Does all work and no play make Jack a dull boy?
Prolific romance novelist Danielle Steel recently announced that the secret of her success is some 20-to-22-hour work days at the ripe old age of 71.
In her interview with Glamour, she remarks that when she starts a book, she doesn't leave her desk until the first draft is finished. A gruelling process in which incessant typing causes until her fingers to swell, her nails to bleed and “every muscle is shrieking”.
In a world where sleep-aiding medications are among those most frequently requested by physicians, is Steel worthy of role model status by, quite literally, working all the hours God sends?
Burnout Culture (or the #hustle, as The New York Times affectionately calls it) is the endurance test millennials are currently abiding in their professional lives, characterised by emotional exhaustion, cynicism and anxious ineffectiveness within the workplace.
Clocking in some 16 hours daily, the younger generation is apparently looking to fill the void now that religion is no longer prevalent and politics is streamlined with hate.
The phenomenon was once typically associated with high-intensity jobs just as brain surgeons or fighter pilots but is now creeping into blue-collar narrative as mere laypeople are feeling the brunt now more than ever.
It would be easy to say that this is solely the work of technology. That 24/7 communication accessibility to colleagues and superiors blurs the lines of quitting time. However, a shift in structure seems more probable.
Work has evolved from a necessity to a means of identity – and for some, a search for meaning. In the absence of anything to believe in, being idle is now deemed sacrilegious.
Fame and fortune are also being heralded as hierarchically exemplary and the introduction of image-based platforms (not to mention sensational mobile photo technology) is pressuring users to have more, show more and be more than ever.
However, when you relentlessly go the extra mile every day then eventually you run out of ground. Poor management practices that foster a culture of employee burnout also have significant potential ramifications in restricting business growth.
Tesla owner Elon Musk is a prime example of this, tweeting in November that there are easier places to work than Tesla, “but nobody ever changed the world on 40 hours a week.”
The correct number of hours “varies per person,” he continued, but is “about 80 sustained, peaking about 100 at times.

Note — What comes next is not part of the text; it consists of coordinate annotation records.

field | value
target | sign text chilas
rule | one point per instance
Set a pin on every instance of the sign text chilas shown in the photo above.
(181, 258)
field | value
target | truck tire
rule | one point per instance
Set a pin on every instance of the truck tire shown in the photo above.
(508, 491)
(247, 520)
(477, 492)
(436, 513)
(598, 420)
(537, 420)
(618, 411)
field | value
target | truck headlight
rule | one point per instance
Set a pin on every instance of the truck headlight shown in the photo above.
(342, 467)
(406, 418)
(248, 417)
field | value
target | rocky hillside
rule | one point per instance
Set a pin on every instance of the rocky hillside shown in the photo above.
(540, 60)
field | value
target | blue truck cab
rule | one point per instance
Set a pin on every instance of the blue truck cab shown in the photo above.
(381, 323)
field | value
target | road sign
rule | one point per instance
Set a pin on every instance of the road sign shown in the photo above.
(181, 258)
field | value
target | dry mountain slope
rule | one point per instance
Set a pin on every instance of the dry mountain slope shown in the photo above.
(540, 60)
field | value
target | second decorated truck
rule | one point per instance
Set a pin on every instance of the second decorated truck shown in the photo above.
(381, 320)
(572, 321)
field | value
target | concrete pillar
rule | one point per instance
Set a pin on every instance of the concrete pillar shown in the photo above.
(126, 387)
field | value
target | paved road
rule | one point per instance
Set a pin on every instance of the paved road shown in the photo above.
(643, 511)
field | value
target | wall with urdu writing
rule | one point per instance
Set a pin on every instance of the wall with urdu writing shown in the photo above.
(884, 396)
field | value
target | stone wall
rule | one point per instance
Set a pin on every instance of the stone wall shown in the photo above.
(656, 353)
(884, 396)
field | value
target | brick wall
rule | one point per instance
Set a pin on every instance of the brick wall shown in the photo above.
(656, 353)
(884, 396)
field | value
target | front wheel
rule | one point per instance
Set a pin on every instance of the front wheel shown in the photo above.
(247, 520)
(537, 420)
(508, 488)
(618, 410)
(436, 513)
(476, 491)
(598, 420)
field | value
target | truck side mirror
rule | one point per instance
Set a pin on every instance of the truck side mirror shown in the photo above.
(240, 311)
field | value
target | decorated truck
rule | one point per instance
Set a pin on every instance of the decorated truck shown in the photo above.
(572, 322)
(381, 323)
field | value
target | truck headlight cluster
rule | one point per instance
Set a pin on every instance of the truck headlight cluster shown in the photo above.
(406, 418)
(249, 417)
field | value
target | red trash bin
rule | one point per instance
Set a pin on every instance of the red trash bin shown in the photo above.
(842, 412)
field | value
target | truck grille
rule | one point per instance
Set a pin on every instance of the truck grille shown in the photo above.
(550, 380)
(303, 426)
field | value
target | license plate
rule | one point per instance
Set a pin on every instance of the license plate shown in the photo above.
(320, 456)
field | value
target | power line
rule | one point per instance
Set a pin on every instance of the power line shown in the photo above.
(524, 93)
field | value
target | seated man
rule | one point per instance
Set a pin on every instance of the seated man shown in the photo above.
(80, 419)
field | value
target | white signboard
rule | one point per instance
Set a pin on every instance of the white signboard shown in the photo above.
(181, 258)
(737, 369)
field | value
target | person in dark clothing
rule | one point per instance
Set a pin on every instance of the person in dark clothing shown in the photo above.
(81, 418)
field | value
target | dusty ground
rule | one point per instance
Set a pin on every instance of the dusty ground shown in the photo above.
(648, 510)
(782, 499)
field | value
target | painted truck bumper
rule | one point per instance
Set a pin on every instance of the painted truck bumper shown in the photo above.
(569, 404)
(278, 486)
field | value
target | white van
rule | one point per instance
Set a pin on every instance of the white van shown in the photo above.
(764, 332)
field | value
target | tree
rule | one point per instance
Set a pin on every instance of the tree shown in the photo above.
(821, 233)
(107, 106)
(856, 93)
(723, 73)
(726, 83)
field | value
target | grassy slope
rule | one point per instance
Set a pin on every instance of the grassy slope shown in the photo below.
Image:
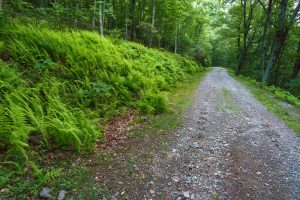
(270, 97)
(79, 171)
(67, 81)
(58, 88)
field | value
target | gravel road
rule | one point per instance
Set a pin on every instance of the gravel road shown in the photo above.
(230, 147)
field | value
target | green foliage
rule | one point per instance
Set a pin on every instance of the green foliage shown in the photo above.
(277, 92)
(60, 83)
(1, 47)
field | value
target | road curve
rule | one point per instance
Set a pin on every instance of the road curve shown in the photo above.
(230, 147)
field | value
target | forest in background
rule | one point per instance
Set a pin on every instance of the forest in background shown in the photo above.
(258, 38)
(67, 67)
(178, 26)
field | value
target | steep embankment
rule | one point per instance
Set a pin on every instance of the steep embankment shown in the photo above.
(55, 86)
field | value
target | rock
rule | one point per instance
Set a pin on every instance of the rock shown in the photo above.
(45, 193)
(176, 179)
(167, 196)
(117, 194)
(186, 194)
(195, 145)
(151, 191)
(258, 173)
(62, 195)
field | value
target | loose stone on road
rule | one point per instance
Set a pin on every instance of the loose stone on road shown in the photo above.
(230, 147)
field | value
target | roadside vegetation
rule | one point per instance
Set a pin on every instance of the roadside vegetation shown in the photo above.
(76, 172)
(278, 101)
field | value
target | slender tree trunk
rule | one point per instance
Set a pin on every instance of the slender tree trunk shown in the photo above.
(239, 40)
(132, 18)
(280, 37)
(1, 3)
(76, 18)
(101, 19)
(126, 22)
(296, 68)
(243, 49)
(246, 24)
(176, 40)
(264, 37)
(153, 21)
(94, 18)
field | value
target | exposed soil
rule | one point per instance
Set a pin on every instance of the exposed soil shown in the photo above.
(230, 147)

Pain level increases exponentially above 80.”
This self-inflicted Darwinism is as unsustainable as it is grossly unsettling. It is also entirely responsible for the growing anxiety epidemic that's causing juveniles to wear the term 'control freak' on their sleeves.
The problem with aggregated, all-consuming burnout is that there’s no solution to it.

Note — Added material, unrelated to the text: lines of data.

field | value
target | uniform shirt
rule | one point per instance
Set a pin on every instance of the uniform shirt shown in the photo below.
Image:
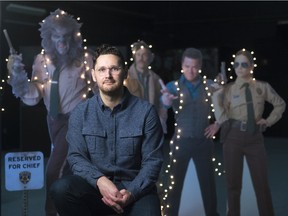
(230, 102)
(73, 83)
(147, 86)
(194, 89)
(123, 144)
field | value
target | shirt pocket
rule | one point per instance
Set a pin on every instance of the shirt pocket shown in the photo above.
(129, 142)
(95, 141)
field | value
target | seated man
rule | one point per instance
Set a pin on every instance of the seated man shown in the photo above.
(115, 149)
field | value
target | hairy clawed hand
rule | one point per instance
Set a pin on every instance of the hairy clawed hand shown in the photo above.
(15, 65)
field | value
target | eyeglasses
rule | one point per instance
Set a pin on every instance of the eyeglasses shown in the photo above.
(113, 70)
(243, 65)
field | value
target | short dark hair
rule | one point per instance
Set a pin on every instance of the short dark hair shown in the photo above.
(106, 49)
(192, 53)
(247, 54)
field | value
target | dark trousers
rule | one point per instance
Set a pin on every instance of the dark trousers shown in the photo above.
(237, 145)
(73, 196)
(56, 165)
(200, 150)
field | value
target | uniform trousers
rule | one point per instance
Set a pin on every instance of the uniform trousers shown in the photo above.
(74, 196)
(237, 145)
(201, 151)
(56, 165)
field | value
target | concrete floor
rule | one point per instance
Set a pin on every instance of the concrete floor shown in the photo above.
(12, 202)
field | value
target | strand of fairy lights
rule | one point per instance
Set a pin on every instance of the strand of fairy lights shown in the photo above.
(176, 147)
(48, 62)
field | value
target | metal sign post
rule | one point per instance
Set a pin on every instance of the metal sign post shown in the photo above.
(24, 171)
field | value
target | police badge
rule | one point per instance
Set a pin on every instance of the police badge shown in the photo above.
(25, 177)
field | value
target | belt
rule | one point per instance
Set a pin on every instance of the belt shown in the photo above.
(242, 125)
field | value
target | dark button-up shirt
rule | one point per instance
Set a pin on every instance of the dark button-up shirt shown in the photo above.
(123, 144)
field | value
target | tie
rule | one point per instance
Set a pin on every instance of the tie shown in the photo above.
(54, 93)
(251, 126)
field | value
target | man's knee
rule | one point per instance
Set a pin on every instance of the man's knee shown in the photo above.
(58, 188)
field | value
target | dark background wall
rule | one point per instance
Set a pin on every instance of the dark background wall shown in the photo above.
(219, 29)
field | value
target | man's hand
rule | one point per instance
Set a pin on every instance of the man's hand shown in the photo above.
(111, 195)
(263, 124)
(211, 130)
(167, 98)
(15, 65)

You can’t see it coming like a cold and load up on burnout vitamins. The best way to treat it is to first acknowledge it for what it is — not a passing ailment, but a chronic disease — and to understand its roots and its parameters.

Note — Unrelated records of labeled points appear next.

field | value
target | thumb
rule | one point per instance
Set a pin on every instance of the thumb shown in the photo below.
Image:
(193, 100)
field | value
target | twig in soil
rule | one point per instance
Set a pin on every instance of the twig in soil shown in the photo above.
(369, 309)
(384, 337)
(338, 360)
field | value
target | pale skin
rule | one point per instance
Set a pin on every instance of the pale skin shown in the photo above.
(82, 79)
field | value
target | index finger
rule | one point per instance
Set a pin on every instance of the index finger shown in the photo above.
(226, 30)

The only way to avoid it entirely is to adopt a holistic approach by listening to your body. By becoming comfortable with your limits and reminding yourself that if you call in sick tomorrow, the world will still keep turning.
The carrot dangling in front of us can change at any moment from a pension to an extra €5k to a Diet Coke. To shun burnout, exploitation and repeated ailments in favour of genuine mind-health is the true essence of self-care and something that is far grander and more romantic than an 11pm sheet mask.
So, in lieu of a revolutionary overthrow of the capitalist system, why not just reclaim lunch breaks? Or not read emails on Saturdays? It might seem simple, but given the current status, it's positively insurrectionary.